B. Sengketa adalah konflik, secara bahasa kedua kata tersebut mengandung arti suatu peristiwa
yang menggambarkan tentang adanya perbedaan atau benturan kepentingan antara dua pihak
atau lebih. Konflik adalah keadaan dimana apabila dua pihak atau lebih dihadapkan pada
perbedaan kepentingan berkembang menjadi sebuah sengketa (wanprestasi) apabila pihak yang
merasa dirugikan telah menyatakan rasa tidak puas atau keprihatinannya, baik secara langsung
kepada pihak yang dianggap sebagai penyebab kerugian atau kepada pihak lain. Dasar dari
sebuah ekonomi adalah merupakan kegiatan yang tidak terlepas dari harta dan benda. Dikatakan
kegiatan ekonomi apabila ada sebuah transaksi ekonomi antara satu pihak dengan pihak yang
lain, yang terkadang transaksi tersebut menimbulkan sebuah sengketa. Litigasi adalah jalur
penyelesaian masalah hukum melalui jalur pengadilan. Umumnya, pelaksanaan gugatan disebut
litigasi gugatan adalah suatu tindakan sipil yang dibawa di pengadilan hukum di mana
penggugat, pihak yang mengklaim telah mengalami kerugian sebagai akibat dari tindakan
terdakwa, menuntut upaya hukum atau adil.
C. Jalur non litigasi berarti menyelesaikan masalah hukum di luar pengadilan. Jalur non-litigasi
ini dikenal dengan Penyelesaian Sengketa Alternatif.
Penyelesaian perkara diluar pengadilan ini diakui di dalam peraturan perundangan di Indonesia.
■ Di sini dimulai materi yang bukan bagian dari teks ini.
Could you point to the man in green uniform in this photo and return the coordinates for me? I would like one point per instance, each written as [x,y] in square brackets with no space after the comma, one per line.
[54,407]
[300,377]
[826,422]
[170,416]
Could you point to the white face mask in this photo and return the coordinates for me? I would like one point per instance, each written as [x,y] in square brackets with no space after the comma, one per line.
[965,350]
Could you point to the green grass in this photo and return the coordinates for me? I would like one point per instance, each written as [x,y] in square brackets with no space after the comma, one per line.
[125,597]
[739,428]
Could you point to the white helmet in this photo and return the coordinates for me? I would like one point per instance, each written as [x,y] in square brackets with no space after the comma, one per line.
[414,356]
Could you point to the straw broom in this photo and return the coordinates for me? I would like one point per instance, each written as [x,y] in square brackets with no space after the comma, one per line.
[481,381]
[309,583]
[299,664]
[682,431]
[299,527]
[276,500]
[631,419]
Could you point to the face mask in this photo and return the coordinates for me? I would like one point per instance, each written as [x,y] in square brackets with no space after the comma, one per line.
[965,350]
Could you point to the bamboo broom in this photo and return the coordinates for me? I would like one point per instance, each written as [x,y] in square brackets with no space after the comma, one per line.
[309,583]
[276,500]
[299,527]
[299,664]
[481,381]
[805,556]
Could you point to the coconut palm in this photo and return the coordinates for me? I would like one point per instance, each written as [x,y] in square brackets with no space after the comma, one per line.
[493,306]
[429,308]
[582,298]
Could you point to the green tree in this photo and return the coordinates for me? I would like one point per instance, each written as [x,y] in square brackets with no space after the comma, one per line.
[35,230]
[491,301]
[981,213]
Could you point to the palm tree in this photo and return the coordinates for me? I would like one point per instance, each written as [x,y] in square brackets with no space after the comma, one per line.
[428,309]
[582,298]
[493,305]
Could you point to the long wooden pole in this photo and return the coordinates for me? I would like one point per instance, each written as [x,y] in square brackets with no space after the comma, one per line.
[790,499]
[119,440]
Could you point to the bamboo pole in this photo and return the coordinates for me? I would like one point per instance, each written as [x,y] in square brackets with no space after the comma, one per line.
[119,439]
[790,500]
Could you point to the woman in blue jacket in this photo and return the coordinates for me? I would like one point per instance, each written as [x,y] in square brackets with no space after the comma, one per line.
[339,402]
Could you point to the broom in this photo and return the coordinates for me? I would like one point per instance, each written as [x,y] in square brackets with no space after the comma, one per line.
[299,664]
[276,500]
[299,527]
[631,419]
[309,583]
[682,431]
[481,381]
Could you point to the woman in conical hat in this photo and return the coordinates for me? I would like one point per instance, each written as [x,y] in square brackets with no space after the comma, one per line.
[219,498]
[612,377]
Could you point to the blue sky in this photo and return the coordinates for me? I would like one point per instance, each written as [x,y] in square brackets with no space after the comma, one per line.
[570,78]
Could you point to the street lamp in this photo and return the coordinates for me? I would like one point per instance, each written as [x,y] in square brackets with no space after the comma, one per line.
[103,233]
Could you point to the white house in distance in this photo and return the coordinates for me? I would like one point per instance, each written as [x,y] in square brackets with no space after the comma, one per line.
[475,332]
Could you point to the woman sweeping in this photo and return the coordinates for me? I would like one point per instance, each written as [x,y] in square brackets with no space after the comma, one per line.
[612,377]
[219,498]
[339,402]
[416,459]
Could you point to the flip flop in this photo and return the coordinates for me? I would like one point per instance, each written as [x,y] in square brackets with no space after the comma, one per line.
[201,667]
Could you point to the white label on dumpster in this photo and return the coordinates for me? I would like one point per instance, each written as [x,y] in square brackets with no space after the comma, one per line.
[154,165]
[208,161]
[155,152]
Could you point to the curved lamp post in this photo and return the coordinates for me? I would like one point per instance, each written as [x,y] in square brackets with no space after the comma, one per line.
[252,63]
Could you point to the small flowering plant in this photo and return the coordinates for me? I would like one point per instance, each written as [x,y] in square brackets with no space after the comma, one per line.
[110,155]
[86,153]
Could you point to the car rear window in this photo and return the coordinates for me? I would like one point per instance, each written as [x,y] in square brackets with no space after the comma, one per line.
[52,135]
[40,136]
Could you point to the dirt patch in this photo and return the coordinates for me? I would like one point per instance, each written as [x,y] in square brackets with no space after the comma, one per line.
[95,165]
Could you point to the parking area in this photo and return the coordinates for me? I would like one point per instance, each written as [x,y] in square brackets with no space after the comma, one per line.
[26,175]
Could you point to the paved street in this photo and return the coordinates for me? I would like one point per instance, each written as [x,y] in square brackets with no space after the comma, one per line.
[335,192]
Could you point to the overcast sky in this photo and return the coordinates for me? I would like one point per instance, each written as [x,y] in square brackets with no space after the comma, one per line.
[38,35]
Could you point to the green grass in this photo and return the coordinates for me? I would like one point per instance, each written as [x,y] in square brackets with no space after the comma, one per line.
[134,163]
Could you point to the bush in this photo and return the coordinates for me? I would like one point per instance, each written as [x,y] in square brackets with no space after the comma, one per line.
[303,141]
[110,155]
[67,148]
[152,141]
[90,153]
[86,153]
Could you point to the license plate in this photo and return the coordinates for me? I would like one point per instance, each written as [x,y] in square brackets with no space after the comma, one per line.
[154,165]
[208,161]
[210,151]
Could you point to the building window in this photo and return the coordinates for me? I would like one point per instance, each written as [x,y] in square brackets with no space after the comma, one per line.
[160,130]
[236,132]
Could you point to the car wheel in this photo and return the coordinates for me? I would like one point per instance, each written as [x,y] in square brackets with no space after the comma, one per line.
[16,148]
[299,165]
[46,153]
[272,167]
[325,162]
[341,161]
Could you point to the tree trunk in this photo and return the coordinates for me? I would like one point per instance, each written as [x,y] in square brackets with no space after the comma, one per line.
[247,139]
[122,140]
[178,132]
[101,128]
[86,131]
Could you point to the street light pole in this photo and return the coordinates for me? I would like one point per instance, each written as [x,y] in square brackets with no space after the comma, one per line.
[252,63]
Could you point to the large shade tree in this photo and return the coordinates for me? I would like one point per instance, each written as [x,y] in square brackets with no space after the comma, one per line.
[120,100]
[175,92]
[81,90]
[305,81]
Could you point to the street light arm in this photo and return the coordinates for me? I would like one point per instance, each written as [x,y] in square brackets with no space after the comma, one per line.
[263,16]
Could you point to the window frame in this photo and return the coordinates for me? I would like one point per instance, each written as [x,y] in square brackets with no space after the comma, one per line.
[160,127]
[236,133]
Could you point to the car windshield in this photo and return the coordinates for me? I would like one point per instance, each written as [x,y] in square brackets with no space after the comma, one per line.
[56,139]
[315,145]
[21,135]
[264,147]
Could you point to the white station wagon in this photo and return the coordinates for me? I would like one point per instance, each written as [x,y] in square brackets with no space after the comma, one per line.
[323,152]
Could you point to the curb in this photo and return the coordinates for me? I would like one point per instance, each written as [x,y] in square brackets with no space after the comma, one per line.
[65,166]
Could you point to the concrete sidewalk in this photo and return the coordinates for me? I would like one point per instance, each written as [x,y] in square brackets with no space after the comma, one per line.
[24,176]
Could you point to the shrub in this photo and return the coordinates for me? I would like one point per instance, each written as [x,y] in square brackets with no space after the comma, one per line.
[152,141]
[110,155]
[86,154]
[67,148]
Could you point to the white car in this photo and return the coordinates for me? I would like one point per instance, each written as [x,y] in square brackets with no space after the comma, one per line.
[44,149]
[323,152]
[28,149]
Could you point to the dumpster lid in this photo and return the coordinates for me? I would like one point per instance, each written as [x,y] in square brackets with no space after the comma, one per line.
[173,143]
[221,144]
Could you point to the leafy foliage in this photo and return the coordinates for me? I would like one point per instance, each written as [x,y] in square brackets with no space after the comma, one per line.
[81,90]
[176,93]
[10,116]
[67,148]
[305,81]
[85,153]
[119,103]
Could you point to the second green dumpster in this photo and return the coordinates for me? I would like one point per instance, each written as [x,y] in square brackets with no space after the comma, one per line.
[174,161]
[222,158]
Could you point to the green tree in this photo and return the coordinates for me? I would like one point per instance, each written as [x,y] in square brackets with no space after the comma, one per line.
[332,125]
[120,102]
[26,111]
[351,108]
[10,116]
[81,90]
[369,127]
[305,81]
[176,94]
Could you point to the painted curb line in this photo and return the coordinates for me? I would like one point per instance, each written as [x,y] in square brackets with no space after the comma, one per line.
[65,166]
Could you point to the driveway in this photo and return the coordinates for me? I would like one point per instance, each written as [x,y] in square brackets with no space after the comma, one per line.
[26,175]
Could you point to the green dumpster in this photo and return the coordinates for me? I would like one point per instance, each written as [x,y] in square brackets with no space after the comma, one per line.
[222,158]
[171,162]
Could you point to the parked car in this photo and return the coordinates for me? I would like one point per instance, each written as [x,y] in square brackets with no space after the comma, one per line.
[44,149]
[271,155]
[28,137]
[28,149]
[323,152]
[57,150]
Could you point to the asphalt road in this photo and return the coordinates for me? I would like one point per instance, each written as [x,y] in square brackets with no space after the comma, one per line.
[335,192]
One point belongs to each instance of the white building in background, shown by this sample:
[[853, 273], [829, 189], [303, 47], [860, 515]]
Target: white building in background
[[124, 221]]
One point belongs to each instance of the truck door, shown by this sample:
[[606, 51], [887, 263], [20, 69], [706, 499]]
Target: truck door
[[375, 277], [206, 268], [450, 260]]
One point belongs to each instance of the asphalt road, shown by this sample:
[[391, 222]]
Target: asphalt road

Pertama, dalam penjelasan Pasal 3 UU Nomor 14 Tahun 1970 tentang Ketentuan Pokok
Kekuasaan Kehakiman disebutkan ” Penyelesaian perkara di luar pengadilan, atas dasar
perdamaian atau melalui wasit (arbitase) tetap diperbolehkan” . Kedua, dalam UU Nomor 30
Tahun 1999 tentang Arbitase dan Alternatif Penyelesaian Sengketa Pasal 1 angka 10 dinyatakan
” Alternatif Penyelesaian Perkara ( Alternatif Dispute Resolution) adalah lembaga penyelesaian
sengketa atau beda pendapat melalui prosedur yang disepakati para pihak, yakni penyelesaian di
luar pengadilan dengan cara konsultasi, negoisasi, mediasi, atau penilaian para ahli.